Challenge Overview
Background Overview
We want to update the way we collect information from a website periodically. The current experience requires a person to update the information manually from the Texas RRC (Railroad Commission) website, record data in excel spreadsheets, and has no means for data visualization or analytics.
Basically, what is going on here is that there is an administrator for the spreadsheet at our client that manually updates this spreadsheet based on information that is publicly available.
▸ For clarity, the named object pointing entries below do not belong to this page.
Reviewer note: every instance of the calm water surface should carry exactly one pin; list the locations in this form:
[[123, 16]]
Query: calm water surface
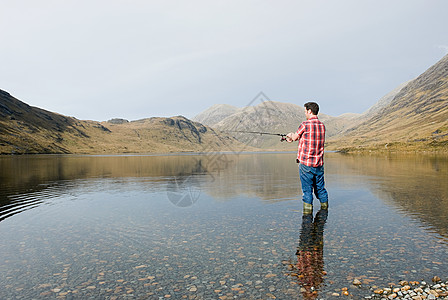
[[217, 225]]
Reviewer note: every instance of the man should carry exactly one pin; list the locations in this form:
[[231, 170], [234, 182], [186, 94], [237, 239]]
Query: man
[[310, 156]]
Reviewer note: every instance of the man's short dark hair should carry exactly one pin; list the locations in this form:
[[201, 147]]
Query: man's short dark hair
[[313, 106]]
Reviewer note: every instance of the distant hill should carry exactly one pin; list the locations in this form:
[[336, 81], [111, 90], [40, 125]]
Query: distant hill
[[215, 114], [27, 129], [413, 116], [271, 117], [416, 116]]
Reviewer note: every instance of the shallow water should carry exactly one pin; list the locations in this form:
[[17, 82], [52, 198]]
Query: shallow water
[[208, 226]]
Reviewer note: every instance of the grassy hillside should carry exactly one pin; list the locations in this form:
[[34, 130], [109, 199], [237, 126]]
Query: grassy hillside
[[26, 129]]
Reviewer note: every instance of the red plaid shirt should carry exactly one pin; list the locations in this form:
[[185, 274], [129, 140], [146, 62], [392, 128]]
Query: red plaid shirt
[[311, 142]]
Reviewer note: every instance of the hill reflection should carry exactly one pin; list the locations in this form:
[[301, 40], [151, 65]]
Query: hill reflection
[[414, 184]]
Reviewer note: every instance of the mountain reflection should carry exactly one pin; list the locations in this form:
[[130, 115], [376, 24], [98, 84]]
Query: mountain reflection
[[413, 184], [309, 269]]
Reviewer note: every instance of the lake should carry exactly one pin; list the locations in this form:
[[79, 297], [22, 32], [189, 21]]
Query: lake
[[217, 226]]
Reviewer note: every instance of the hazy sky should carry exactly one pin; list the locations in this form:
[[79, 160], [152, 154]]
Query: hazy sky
[[134, 59]]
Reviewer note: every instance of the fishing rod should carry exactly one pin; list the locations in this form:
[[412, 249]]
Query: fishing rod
[[283, 136]]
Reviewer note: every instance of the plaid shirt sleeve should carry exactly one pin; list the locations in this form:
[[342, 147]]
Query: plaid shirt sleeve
[[311, 142]]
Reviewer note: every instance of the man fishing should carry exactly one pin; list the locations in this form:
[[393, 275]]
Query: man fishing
[[310, 156]]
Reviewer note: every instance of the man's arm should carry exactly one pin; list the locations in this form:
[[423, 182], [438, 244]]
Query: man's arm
[[291, 137], [294, 136]]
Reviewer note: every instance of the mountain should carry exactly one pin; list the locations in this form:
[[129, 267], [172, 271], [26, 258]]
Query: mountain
[[26, 129], [271, 117], [415, 117], [215, 114]]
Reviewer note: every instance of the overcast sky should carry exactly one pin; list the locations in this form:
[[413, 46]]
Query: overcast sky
[[134, 59]]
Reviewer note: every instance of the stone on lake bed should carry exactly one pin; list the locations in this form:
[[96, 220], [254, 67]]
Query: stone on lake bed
[[193, 289], [356, 282]]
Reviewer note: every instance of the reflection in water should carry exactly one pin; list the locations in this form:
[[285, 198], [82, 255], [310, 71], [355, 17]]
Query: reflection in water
[[310, 254]]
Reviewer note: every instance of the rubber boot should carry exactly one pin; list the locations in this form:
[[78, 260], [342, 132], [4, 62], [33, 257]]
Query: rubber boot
[[307, 208]]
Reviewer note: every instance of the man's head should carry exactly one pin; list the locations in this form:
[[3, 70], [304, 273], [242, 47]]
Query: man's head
[[311, 109]]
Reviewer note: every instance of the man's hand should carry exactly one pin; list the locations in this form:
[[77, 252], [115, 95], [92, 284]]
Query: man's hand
[[291, 137]]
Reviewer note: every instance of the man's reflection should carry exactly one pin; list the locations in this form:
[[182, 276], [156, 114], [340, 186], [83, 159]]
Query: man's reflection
[[310, 260]]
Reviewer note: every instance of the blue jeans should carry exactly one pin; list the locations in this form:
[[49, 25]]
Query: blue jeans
[[312, 179]]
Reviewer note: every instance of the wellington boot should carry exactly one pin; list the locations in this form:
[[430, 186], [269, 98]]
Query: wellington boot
[[307, 208]]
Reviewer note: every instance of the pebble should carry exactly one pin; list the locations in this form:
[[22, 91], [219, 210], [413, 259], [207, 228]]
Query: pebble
[[418, 291]]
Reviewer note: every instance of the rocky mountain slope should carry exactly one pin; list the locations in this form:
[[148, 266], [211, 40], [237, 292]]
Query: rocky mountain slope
[[26, 129], [215, 114], [271, 117], [415, 117]]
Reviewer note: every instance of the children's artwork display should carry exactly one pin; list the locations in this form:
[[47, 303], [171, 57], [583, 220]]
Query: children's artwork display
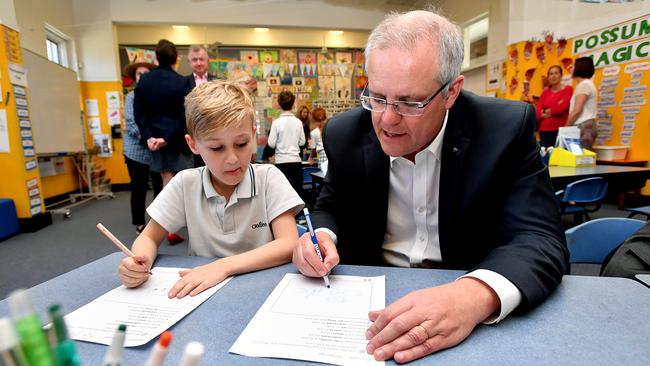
[[309, 73]]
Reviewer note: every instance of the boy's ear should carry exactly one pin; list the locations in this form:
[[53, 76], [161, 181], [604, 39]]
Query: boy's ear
[[191, 144]]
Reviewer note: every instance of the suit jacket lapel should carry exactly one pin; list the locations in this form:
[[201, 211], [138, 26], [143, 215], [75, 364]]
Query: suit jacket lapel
[[377, 175], [455, 144]]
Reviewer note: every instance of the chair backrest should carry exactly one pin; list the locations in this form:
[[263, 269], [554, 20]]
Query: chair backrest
[[593, 240], [587, 190], [306, 174], [301, 229]]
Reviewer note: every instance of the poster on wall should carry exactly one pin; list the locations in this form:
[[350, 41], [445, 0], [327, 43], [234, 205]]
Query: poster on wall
[[4, 132], [493, 75], [288, 56], [103, 143], [250, 57], [269, 57]]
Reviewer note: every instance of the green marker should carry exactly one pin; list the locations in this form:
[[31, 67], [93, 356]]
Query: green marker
[[64, 348], [28, 325], [11, 354], [113, 356]]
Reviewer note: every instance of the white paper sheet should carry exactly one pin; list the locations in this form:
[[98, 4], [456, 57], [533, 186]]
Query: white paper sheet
[[304, 320], [146, 310]]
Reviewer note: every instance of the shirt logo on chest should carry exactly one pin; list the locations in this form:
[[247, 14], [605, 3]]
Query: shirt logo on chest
[[259, 225]]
We're going to build a process that scrapes a website to populate the majority of the information. But the admin will still need to go in a verify that information is being updated correctly and fill in missing values from some handwritten documents. The state of Texas still allows the submission of handwritten Well Permits and other documents, so automated extraction will be difficult for some elements.
Challenge Overview
For this challenge, we are looking to build a tool that will simulate the process and scrape data automatically:
-
We have provided a word doc showing how this is manually done today, we expect this challenge to simulate the same process using code.
-
The data we’d like to scrape is highlighted with red circles in the document, we need to extract the values and then save them into a SQL Server database, we’ll provide the table schema in the forum. The table schema should be updated to best match the data we are scraping in this challenge. Note you can skip populating columns S, T , U, V , BE, BF, BG, BH in this challenge, but you must NOT delete these columns.
-
We need to scrape as much data as possible based on what’s described in the word doc, but we can skip the ones that require OCR for now and simply insert a link to the document for now.
-
You may use Python or Java for this tool.
Technologies
Python / Java 8
The solution should work on different platforms (Mac / Linux / Windows)
Final Submission Guidelines
Submission Deliverables
A single zip file that contains the following:
-
Complete code that covers the above mentioned requirements.
-
A detailed readme in markdown format describing how to configure, run and verify your submission.
-
Verification details should be provided (video or screenshots are welcome).